Jesus was a storyteller, whose repertoire included the very effective use of parables, stories about the ordinary, which draw extraordinary illustrations meant to evoke contemplation and transformation.
Through parables, Jesus paints visual pictures of how God connects with us in the ordinary, how heaven's way could play out in earthly situations.
The parable of "The Good Samaritan" (Matthew 10:25-37) is a good example of Jesus' parables. But we need some background information to get the full meaning Jesus imparts.
To begin, Jesus' original audience would have identified with the Jewish victim, not the Good Samaritan. Samaritans were hated and loathed in First-Century Palestine. Also the priest and Levite would have been snickered at, as bureaucrats of Rome's temple elite government.
To get the impact of how this original context alters the story, consider this "updated" version of the story about a FEMA official; a politician; someone we loath; and a Palm Bay man in trouble:
A Palm Bay man was trapped in a hurricane surge, nearly drowned, he lay half-dead on a street. A FEMA official happened by, and when he saw the man, he passed by on the other side. So, too, a politician surveying the damage saw the man and passed by on the other side. But a member of the Taliban hiding in the area happened by; when he saw the man he was moved with pity. He went to him and bandaged his wounds, having poured medicine on them. Then he put him in the back of his van, brought him to a hotel room and took care of him. The next day he left, paying for the room and asking the hotel manager to take care of the man out of his own debit card.
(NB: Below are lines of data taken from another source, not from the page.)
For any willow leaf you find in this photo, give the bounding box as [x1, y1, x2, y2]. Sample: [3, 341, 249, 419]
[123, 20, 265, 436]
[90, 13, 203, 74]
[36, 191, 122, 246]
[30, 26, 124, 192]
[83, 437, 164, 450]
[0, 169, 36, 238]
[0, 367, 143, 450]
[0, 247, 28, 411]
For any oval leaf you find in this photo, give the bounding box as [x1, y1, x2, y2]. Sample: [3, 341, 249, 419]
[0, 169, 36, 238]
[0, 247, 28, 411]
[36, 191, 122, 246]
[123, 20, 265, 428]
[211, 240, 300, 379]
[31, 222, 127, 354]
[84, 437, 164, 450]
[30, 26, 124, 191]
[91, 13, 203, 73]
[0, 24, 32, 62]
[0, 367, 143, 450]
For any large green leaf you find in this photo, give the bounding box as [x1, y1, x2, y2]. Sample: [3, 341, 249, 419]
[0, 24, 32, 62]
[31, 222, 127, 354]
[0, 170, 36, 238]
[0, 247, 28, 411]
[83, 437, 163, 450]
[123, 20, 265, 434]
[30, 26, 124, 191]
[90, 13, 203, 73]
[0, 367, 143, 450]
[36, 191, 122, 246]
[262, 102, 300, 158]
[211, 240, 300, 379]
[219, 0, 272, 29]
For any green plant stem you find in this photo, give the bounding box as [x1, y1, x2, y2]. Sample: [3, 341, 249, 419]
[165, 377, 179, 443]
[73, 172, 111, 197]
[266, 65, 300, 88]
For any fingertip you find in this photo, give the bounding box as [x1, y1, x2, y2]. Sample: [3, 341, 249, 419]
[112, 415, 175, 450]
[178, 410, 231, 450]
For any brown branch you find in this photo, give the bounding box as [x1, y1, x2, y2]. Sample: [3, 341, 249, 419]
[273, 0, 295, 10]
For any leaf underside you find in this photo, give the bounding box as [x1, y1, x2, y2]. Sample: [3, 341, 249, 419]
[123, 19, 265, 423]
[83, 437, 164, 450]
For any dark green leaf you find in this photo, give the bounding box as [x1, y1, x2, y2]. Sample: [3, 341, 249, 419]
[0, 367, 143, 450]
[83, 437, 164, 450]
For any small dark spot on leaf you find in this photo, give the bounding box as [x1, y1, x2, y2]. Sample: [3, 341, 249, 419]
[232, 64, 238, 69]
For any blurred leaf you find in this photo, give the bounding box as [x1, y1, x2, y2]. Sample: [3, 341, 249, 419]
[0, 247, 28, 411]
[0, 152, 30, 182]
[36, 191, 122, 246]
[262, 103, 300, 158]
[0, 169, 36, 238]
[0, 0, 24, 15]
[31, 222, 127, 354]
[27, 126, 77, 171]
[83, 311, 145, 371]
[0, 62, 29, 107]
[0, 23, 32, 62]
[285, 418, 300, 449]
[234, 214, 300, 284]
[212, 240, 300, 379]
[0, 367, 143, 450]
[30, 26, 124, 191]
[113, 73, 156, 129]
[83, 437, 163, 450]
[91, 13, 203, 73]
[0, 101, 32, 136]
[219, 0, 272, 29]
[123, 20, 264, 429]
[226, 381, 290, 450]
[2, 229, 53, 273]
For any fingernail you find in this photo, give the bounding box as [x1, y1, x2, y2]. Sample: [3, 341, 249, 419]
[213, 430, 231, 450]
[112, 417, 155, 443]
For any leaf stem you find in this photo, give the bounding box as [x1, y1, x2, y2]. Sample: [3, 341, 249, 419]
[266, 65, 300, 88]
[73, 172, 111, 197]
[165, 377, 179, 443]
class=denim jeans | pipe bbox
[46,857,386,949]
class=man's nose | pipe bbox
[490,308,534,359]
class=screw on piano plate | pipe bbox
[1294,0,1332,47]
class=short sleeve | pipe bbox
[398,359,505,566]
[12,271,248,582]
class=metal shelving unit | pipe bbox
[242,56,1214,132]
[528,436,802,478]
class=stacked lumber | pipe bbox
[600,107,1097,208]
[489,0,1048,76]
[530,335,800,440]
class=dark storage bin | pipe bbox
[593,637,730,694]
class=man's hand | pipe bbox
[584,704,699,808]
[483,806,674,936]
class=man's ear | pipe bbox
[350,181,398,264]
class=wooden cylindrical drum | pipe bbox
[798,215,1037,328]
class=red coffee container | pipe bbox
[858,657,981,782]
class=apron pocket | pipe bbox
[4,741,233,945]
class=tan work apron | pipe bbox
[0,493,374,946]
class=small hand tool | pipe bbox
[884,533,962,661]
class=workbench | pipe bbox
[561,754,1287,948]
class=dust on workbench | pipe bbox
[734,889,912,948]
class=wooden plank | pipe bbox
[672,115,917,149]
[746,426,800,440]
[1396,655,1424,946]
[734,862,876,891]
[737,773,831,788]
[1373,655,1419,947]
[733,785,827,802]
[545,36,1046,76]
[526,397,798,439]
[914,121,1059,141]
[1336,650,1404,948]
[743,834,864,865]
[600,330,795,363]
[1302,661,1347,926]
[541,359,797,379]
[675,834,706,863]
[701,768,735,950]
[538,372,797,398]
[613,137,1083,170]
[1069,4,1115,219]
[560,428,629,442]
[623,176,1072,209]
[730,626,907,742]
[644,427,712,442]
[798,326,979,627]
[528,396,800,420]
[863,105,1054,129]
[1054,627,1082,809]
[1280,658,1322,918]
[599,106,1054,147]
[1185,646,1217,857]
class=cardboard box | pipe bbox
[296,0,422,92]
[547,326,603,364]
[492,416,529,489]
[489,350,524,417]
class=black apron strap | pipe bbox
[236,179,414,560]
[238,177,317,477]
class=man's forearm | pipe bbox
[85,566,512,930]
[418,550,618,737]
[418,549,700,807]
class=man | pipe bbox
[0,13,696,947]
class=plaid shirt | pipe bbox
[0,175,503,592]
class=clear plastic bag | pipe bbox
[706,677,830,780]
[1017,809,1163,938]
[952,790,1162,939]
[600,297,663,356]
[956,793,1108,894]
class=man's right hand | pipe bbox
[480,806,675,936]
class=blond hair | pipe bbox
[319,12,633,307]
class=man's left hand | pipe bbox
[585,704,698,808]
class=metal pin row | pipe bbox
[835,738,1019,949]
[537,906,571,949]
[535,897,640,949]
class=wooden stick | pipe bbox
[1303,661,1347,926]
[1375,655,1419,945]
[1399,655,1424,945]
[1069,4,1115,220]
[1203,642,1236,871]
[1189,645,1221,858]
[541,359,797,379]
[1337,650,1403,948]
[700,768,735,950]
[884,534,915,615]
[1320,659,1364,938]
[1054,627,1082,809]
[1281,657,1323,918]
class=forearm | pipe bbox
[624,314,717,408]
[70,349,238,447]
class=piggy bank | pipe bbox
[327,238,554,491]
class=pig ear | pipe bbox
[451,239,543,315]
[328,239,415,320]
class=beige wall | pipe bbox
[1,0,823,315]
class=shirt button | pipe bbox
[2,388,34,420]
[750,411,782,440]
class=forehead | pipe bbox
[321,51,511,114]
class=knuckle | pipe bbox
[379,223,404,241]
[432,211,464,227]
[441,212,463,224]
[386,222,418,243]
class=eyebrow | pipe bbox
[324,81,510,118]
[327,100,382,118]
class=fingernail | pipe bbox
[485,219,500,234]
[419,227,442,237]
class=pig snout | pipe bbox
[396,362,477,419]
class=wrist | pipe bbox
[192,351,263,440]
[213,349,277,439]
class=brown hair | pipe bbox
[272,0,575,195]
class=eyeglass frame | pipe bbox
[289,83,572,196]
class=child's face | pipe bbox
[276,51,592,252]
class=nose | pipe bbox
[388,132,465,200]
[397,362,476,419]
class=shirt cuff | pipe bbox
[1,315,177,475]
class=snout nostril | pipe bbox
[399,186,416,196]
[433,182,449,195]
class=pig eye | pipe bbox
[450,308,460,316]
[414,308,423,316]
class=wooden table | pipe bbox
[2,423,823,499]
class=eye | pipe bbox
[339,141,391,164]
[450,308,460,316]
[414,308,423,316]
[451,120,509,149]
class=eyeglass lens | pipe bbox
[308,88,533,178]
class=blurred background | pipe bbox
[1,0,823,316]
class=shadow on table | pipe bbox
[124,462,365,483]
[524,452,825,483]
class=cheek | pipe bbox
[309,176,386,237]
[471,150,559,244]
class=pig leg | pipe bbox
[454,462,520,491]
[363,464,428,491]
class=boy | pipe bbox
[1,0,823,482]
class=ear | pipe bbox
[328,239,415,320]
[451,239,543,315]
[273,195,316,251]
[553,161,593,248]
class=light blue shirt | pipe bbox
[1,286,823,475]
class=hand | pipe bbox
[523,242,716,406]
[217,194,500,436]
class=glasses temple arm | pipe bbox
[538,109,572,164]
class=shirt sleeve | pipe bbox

Wow! That's a far cry from the sweet-neighbor-doing-a-good deed example that we usually take away from the story.
After the FEMA official and politician walk by, the ordinary progression we'd expect is a known rescuer type to appear, a familiar hero, maybe Bruce Willis or Tom Cruise passing by. But something extraordinary happens instead. A Taliban member (a Good Samaritan?), a hated and loathed person, shows up. Our hope for rescue (in the injured man's shoes) is replaced by anxiousness and confusion.
As we listen, the story is not going as expected. We have no clue as to the outcome.
Indeed, we fear that this Taliban fellow will stop as we lay there helpless - he is dangerous. And when he does stop, we worry for our health. And then when he moves in to help, we worry even more (Is he looking for a wallet? What's in the bottles? Will he run us over? Is he going to booby-trap, kill or maim us?) Then when he helps, gives us hospitality and pays for it, we worry for our reputation and what law enforcement officials and Homeland Security will think about us. It's a topsy-turvy tale.
This story, understood in this radical parabolic way, makes us think way outside the box. It's a mind-bending experience. So many questions are evoked. What does Jesus mean by having the hated rescue us? Where are the boundaries of compassion? Why do we feel guilty for thinking ill of a Taliban member or the Taliban in general? How is this the Empire of God?
How would we feel if we could not stop someone loathsome and hated from helping? Would we rather be dead than have his help?
Would we help a Taliban member laying on the street? Would we take the risk? Would we pay for his care?
In light of this story, how would we stack up against the hated person in the story? Could someone the cultural considers loathsome really be more humane than us? Are the loathsome supposed to be loved and allowed to love us?
Jesus' story in this light offers a new world view. It's a parable drawn from common life that arrests us by its strangeness, moves our mind to sufficient doubt about its application and leaves us wrestling about what it illustrates.
Can God actually be experienced through acts of compassion by someone we loathe and hate? ... And vice versa? That's sure not our earthly experience or expectation.
But, wait a second, Jesus left us - and still gives to us - peace that is not of this world. Jesus calls us to be good neighbors, radically good neighbors, loving neighbors. Are we to be so radical we love even those we are supposed to hate?
Like it or not, that sure sounds like the Gospel to me.
Author's Note: The ideas in this column were inspired by Steve Patterson's wonderful book, "The God of Jesus."